Portrait of Jarena Lee, 1844

“A portrait of Jarena Lee, the first woman to preach from the pulpit of Richard Allen’s Bethel African Methodist Episcopal Church, was painted from life for the frontispiece of her autobiographical book, Religious Experience and Journal of Mrs. Jarena Lee… The portrait shows Lee seated and simply dressed, with a quill in her hand and papers and books, including the Holy Bible, on the table before her. The composition of the image was meant to convey that Lee was not only a religious woman, but a literate one as well. The caption below reads: “Mrs. Jarena Lee. Preacher of the A,M,E, Church. Aged 60 years on the 11th day of the 2nd month 1844. Philadelphia 1844.” Image Credit: From the collections of the Library of Congress


Meeting in the African Church, Cincinnati, Ohio, 1853

“This engraving from the April 30, 1853 edition of the Illustrated News shows the congregation of Cincinnati’s African Church. The churchgoers are kneeling or have their arms raised in prayer, while a man with outstretched arms stands before them at the podium. Although located in a free state, Cincinnati was located just across the river from slave-holding Kentucky, making it a popular location for both free and fugitive blacks. Between 1820 and 1829,Cincinnati’s black population grew from 2 percent to nearly 10 percent of the ciy’s population. The city’s Overseers of the Poor responded to this growth by enforcing the state’s “black laws” which required blacks to register with the county clerk to ensure that they were not fugitives and to obtain a certificate to work. Blacks in the city were given 30 days to comply or leave the state. White mobs forced more than a thousand blacks to leave the city, prompting the organization of the National Black Convention movement, which met for the first time in Richard Allen’s Bethel AME Church in Philadelphia in 1830.” By the 1850s, when the Illustrated News published this image of the African Church, increasing numbers of blacks from Pennsylvania had begun migrating to Cincinnati. Image Credit: From the collections of the Library of Congress Image Credit: The Granger Collection, New York


Nat Turner preaches religion

“This drawing shows Nat Turner preaching in the forest. In his “Confession,” Turner said, “Knowing the influence I had obtained over the minds of my fellow-servants…by the communion of the Spirit, whose revelations I often communicated to them… I nowbegan to prepare them for my purpose.”


Nat Turner

“This image portrays the discovery of Nat Turner. After state and federal troops dispersed Turner’s forces, he escaped and hid in several different places near the farm where he had been a slave. His hiding place was discovered by a dog, and on October 30 he was captured.” Image Credit: From the collections of the Library of Congress Discovery of Nat Turner


Jews and the Civil War

The Civil War divided Jews much as it did he nation as a whole.
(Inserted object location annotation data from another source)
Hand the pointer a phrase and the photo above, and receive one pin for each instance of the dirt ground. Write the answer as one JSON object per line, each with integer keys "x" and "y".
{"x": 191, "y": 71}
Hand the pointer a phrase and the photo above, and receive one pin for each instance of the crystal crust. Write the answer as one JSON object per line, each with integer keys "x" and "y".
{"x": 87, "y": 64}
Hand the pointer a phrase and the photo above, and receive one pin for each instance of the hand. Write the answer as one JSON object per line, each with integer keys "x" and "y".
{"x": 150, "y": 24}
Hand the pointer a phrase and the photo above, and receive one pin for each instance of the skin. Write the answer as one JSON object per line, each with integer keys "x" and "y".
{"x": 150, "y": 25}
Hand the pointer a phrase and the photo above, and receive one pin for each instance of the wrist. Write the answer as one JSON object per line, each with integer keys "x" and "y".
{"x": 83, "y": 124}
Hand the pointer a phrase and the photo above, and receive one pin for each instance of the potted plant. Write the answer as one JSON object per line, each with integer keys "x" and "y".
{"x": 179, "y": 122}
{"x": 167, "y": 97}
There were Jews in the North and Jews in the South, Jews who supported slavery and Jews who condemned it, Jews who fought for the Union and Jews who fought for the Confederacy. If in many respects the Civil War affected Jews much as it did other Americans, there were nevertheless three features of the struggle that affected Jews uniquely.


Civil War Chaplains

“For both moral and political reasons, Lincoln wanted each unit to have it’s own Chaplain. The War Department’s issue of General Orders 15 and 16, Lincoln’s wish was granted in the fact that a Regiment was to elect or appoint a Chaplain. This man thus appointed had to be an ordained minister of a Christian denomination and approved by the Governor of the state from wh8ich the volunteer regiment came.”


Confederate Chaplains


Civil War Chaplains (Catholic)

“First photograph of a religious service in the U.S. Army: Mass in the field for the soldiers of the 69th New York Regiment prior to the first Battle of Bull Run in July 1861. The Civil War for the first time witnessed a large number of Roman Catholic chaplains in the field.”
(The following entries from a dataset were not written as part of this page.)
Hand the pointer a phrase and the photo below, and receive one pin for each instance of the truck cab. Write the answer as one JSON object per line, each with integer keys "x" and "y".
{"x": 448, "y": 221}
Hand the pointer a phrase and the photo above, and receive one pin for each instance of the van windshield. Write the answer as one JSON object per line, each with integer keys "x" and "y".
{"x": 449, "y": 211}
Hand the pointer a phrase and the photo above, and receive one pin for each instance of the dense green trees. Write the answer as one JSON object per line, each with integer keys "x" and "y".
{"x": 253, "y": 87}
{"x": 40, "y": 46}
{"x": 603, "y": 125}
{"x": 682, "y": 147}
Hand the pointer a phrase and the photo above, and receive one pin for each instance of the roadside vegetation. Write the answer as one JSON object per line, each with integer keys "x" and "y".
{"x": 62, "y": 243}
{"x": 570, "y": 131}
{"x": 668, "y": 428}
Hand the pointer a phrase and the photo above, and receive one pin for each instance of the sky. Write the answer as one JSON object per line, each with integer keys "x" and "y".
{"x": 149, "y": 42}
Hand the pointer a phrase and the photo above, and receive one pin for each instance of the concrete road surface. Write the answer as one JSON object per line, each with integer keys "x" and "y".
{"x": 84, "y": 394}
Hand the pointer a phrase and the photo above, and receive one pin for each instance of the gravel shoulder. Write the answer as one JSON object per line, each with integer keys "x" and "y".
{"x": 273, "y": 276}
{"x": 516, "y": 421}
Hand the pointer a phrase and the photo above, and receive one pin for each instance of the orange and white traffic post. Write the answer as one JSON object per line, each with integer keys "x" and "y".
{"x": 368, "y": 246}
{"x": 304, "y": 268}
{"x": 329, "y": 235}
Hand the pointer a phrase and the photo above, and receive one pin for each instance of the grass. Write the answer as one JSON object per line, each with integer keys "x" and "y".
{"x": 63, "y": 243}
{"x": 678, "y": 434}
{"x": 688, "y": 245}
Civil War Chaplain (first African American)

“The Civil War also marked for the first time the large-scale use of black troops in the Army on a regular basis, both in combat and support functions. By the end of the war there were 158 black regiments in the Union Army. Although all of the officers and most of the chaplains with these regiments were white, twelve of the regiments had black chaplains. The first black chaplain is considered to be the Reverend Henry McNeal Turner, a pastor from Baltimore, Maryland. In 1863 Turner became the chaplain of the 1st Regiment, U.S. Colored Troops. He served until 1865, and later “became a member of the Georgia legislature, a Bishop in the African Methodist Episcopal Church, a founder of several religious journals, and a college president.”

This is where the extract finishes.